Dale Dougherty over on O’Reilly Radar attempts to answer that question and reports on their efforts to combat spam.
In a given week, 94% of the 904,060 all messages sent to O’Reilly servers are rejected because:
- the IP has been blacklisted
- the message had a SpamAssassin score of 10 or higher
- the message contained viruses or malware
- the message failed some other anti-spam technique
(And that doesn’t even account for messages the recipients didn’t actually want.)
Dale interviewed a number of industry luminaries on whether or not “we” are winning the war on spam. Here are a few quotes:
Eric Allman – developer of sendmail, a prominent email protocol
It depends on how you define “win”. I still get junk phone calls, but the phone system is reasonably usable today. I think that spam can get to that level.

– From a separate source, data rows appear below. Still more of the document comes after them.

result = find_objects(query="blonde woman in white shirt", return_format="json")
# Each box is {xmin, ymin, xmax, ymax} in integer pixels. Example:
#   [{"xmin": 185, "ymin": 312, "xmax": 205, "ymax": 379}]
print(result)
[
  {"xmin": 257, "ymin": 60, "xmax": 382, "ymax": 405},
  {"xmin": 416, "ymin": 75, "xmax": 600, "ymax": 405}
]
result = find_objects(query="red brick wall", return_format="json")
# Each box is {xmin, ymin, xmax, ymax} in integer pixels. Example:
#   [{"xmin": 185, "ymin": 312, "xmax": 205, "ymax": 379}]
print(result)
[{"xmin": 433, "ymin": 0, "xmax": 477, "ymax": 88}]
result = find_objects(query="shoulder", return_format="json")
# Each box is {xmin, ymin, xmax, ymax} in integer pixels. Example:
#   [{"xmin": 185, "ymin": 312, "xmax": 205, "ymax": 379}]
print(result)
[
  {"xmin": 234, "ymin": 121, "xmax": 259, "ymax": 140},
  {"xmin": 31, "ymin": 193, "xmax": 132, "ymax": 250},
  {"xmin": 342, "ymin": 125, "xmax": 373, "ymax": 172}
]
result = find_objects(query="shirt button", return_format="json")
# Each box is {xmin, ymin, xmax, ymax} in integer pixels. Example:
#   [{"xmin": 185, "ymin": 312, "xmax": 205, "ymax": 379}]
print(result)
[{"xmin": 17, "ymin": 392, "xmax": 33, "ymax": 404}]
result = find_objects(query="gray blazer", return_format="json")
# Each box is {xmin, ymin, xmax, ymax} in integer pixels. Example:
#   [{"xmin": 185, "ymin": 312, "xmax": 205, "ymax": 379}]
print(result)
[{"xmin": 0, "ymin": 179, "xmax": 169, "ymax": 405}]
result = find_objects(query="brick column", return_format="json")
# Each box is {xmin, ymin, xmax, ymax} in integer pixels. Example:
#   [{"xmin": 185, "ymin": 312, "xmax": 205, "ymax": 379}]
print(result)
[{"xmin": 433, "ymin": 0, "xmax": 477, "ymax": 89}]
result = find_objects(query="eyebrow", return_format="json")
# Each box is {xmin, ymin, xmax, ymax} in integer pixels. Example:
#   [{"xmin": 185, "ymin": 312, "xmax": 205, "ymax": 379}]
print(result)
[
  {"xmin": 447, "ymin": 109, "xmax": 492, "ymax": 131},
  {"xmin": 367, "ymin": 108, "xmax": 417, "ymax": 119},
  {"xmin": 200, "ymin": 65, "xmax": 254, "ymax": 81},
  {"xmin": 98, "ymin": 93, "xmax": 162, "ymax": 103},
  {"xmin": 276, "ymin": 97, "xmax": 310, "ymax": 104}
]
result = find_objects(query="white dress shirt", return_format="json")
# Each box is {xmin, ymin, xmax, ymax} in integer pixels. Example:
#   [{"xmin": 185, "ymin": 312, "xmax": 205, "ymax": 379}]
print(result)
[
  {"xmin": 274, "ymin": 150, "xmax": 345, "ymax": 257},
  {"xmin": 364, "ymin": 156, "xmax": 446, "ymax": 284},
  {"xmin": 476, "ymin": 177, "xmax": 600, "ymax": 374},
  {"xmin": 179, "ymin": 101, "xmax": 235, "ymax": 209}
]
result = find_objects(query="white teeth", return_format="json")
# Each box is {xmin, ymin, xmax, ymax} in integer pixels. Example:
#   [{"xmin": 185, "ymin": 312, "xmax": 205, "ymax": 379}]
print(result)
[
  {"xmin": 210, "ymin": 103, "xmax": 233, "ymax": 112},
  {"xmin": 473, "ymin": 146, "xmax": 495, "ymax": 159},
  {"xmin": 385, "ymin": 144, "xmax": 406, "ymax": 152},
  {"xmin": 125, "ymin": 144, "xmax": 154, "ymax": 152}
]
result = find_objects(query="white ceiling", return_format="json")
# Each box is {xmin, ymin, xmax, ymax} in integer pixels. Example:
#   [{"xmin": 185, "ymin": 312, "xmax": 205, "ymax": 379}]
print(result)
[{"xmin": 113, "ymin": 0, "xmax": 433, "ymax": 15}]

Brad Templeton – Chairman of the Board, Electronic Frontier Foundation
I wouldn’t say that. There are a number of fairly decently working filtering systems, though a number of them have concerns about false positives. This doesn’t rely on draconian blacklists, though some people use them.
Danny Goodman – prolific tech writer and programmer
“It’s a lot like the war on terrorism. The hardest part is defining what the war is. The offenders are not clearly defined, the war is not clearly defined.” He said the war seems like “a constant game of whack-a-mole.”
If you are interested in the war on spam, this article is a great overview.